Chief Justice Marshall was born in Prince William Country, Virginia, the state from which he would be appointed to the Supreme Court of the United States. He did not receive any formal university education, which was not at all uncommon for people for his era.
In 1775, Chief Justice Marshall began a one-year stint as a Minutemen lieutenant in Culpeper County (Virginia), after which he became a lieutenant with the Eleventh Virginia Regiment of the Continental Army. His service in the American Revolutionary War came to an end in 1780, and he entered private practice later that year, first in Fauquier County, Virginia (from then to 1783), and then in Richmond, Virginia (from 1783 to 1797). During his time as a private attorney in Richmond, Chief Justice Marshall also served as a Member of the Virginia House of Delegates (in 1782, from 1784 to 1785, and from 1787 to 1788) and the Virginia Council of State (from 1782 to 1784), a Recorder for the Richmond City Hustings Court (a predecessor to today’s Circuit Court of the City of Richmond, where he worked from 1785 to 1788), and a Delegate to the Virginia Convention to Ratify the United States Constitution (in 1788). Immediately after leaving private practice, he became the Minister to France on behalf of the United States Department of State, and remained in that position from 1797 to 1798, the year before he took office as a Member of the United States House of Representatives from his home state of Virginia.
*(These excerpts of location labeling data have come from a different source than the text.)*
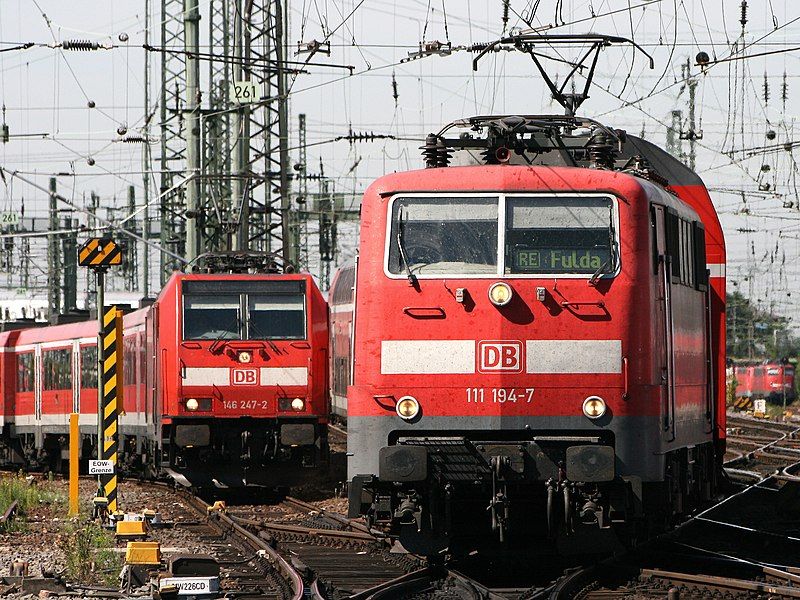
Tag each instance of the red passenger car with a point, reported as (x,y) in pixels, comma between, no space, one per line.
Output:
(219,383)
(539,350)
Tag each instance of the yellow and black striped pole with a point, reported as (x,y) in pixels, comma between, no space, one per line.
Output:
(110,359)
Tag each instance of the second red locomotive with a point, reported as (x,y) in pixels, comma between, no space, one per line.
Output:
(225,383)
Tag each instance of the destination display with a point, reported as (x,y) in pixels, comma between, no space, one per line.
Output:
(559,260)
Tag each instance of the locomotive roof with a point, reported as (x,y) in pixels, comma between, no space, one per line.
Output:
(515,178)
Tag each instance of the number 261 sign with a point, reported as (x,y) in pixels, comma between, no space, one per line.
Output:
(244,92)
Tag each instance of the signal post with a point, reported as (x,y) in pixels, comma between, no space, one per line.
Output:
(99,254)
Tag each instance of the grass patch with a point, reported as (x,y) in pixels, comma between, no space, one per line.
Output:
(90,557)
(29,495)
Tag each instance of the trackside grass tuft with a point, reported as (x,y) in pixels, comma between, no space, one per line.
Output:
(29,495)
(90,558)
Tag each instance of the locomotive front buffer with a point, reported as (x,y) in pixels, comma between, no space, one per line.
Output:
(549,482)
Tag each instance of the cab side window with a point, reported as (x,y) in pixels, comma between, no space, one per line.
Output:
(686,248)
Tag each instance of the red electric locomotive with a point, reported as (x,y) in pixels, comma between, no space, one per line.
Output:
(773,381)
(219,383)
(538,343)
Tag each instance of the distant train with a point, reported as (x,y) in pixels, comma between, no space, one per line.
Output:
(219,383)
(773,381)
(531,344)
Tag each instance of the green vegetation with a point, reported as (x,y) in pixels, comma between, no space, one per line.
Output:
(90,555)
(29,496)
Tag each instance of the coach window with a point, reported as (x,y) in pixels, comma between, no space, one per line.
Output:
(560,235)
(56,369)
(276,317)
(88,366)
(207,317)
(25,372)
(444,235)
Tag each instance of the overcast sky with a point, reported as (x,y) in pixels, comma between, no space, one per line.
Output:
(46,91)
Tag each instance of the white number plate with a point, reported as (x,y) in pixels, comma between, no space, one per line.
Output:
(500,395)
(244,404)
(244,92)
(101,467)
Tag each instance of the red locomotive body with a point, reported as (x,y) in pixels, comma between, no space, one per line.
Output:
(340,308)
(542,340)
(218,380)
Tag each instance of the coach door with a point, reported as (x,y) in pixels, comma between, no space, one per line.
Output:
(37,393)
(664,326)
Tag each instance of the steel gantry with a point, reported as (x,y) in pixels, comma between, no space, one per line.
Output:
(225,168)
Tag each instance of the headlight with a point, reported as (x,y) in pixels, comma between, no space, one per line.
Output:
(407,408)
(500,293)
(594,407)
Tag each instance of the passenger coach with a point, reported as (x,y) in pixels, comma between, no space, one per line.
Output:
(225,383)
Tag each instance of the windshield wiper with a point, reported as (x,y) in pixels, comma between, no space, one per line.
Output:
(222,336)
(401,226)
(612,242)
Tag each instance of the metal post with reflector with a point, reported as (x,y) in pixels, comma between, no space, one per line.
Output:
(99,254)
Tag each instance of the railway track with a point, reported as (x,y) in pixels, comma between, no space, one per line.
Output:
(293,549)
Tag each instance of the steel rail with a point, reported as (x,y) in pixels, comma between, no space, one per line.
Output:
(720,584)
(254,542)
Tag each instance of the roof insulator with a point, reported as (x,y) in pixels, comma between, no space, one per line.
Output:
(79,45)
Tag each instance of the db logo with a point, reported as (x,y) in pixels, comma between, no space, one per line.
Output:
(244,376)
(500,356)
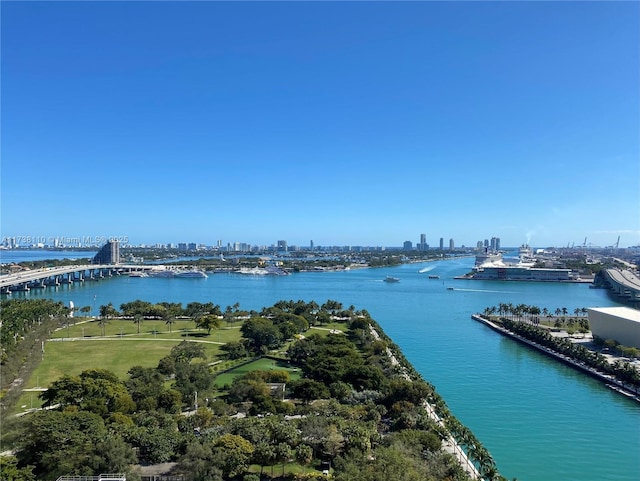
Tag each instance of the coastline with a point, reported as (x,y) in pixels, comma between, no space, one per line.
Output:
(449,444)
(607,379)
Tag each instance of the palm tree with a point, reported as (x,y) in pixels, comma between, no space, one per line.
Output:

Chief Justice Marshall left the House upon becoming the Secretary of State in 1800, where he would remain until his appointment as Chief Justice of the United States.
Chief Justice Marshall was nominated by President John Adams on January 20, 1801, to a seat vacated by Chief Justice Oliver Ellsworth. He was confirmed by the United States Senate on January 27, and received his commission on January 31. Chief Justice Marshall took the Judicial Oath to officially join the SCUS on February 4, and his service was terminated on July 6, 1835 (his is the fourth longest tenure of any Member of the SCUS), due to his death.
Chief Justice Marshall might well be the single most important Member of the SCUS in the Court’s history. It is from his early decisions, like Marbury v. Madison (1803) and McCulloch v. Maryland (1819), that the SCUS draws its legitimacy as an institution and derives its power to call upon the other branches and departments of government to listen to its judgments. Additionally, Chief Justice Marshall’s opinions served to more clearly define the scope of the Federal government’s authority, establishing its inherent supremacy over the states. Without these early decisions, the SCUS might well have never been able to gain and maintain the power to decide a great many of the tens of thousands of cases that have followed. In light of all that Chief Justice Marshall did for the early Republic, one can totally understand why President Adams once said: "My gift of John Marshall to the people of the United States was the proudest act of my life.”